Código 10-7


Hace poco iba hacia el Aeropuerto de Comalapa en El Salvador cuando vi los cuerpos de dos personas asesinadas en plena calle. El taxista que me llevaba anunció a su base el hecho con un código: había ocurrido un 10-7.

Varias cosas me vinieron a la mente en ese momento. Confieso que una de las primeras fue verificar si el atraso me haría perder el avión. A continuación me sentí culpable por ese pensamiento. Y me di cuenta de que no estaba espantado ante la visión de dos seres humanos asesinados. ¿Será que nos hemos acostumbrado a la violencia? Seguro que algo de eso hay.

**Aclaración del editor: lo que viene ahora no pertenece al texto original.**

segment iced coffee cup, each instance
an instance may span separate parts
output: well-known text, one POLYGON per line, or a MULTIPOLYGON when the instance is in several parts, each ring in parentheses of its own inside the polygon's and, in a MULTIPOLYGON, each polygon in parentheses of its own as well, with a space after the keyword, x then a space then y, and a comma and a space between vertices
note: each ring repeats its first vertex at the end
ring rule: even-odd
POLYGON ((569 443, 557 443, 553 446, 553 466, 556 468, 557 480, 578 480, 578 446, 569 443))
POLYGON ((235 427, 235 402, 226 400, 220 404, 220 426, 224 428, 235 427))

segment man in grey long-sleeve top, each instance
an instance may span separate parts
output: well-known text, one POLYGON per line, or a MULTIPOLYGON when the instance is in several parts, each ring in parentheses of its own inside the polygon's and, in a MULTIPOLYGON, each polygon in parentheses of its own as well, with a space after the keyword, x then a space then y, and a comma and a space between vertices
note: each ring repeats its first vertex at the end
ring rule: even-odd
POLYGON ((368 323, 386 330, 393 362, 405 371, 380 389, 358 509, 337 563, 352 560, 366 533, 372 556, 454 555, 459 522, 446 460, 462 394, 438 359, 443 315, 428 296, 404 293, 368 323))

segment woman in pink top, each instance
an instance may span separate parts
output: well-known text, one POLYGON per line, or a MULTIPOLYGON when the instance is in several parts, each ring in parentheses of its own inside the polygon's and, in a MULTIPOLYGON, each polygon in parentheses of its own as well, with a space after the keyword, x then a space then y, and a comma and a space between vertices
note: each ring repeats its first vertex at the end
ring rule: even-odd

alerta-10_7_2Después me llamó la atención que los taxistas tuvieran un código para el asesinato. Sabía que lo tienen para pedirle a la “base” el precio del trayecto. Sabía que “Nido” es el aeropuerto. Esos códigos son comprensibles porque pertenecen al día a día de su trabajo. ¿Por qué darle un código al asesinato? Desgraciadamente porque es parte del día a día de El Salvador.

Pero yo conozco otro El Salvador. Completamente distinto. Ese mismo día había estado en la ESEN, la Escuela Superior de Economía y Negocios patrocinada por la Familia Poma. Carmen Aída Lazo, la decana de la Facultad de Economía, había tenido la amabilidad de enseñarme las instalaciones de la Universidad. Me había quedado impresionado. No sólo por la calidad de sus instalaciones sino, sobretodo, por su filosofía de educación de excelencia y su empeño por brindar oportunidades a todo tipo de jóvenes de forma inclusiva.

Tengo el privilegio de colaborar con distintas familias empresarias salvadoreñas y todas se caracterizan por lo mismo: inteligencia, trabajo y rectitud. Casi todas podrían vivir en Miami y llevar sus negocios a distancia. Incluso podrían llevar sus operaciones fuera de El Salvador. No lo hacen. ¿Por qué? Porque son salvadoreños. A diario esas familias me enseñan trabajo y honestidad. Perseverancia sin alharacas. Resilencia. Emprendimiento empresarial y social.

Hacer negocios en Centroamérica no es fácil. Las décadas de los 80 y 90 fueron especialmente duras. Hoy, los mercados son pequeños y poco profundos. La globalización nos pone a competir con empresas con una enorme base de clientes nacionales sobre la que apalancarse. Las reglas de juego no siempre están claras. La violencia siempre es un riesgo y un sobrecosto. Pero los empresarios familiares se empeñan en impulsar sus negocios. No se rinden.

Cuando les pregunto por qué no viven en el extranjero muchos me contestan algo obvio: no me gusta vivir fuera, esta es mi tierra. Lo entiendo. Yo soy español. Pero América Central también es mi tierra. Por eso estoy aquí. Porque quiero.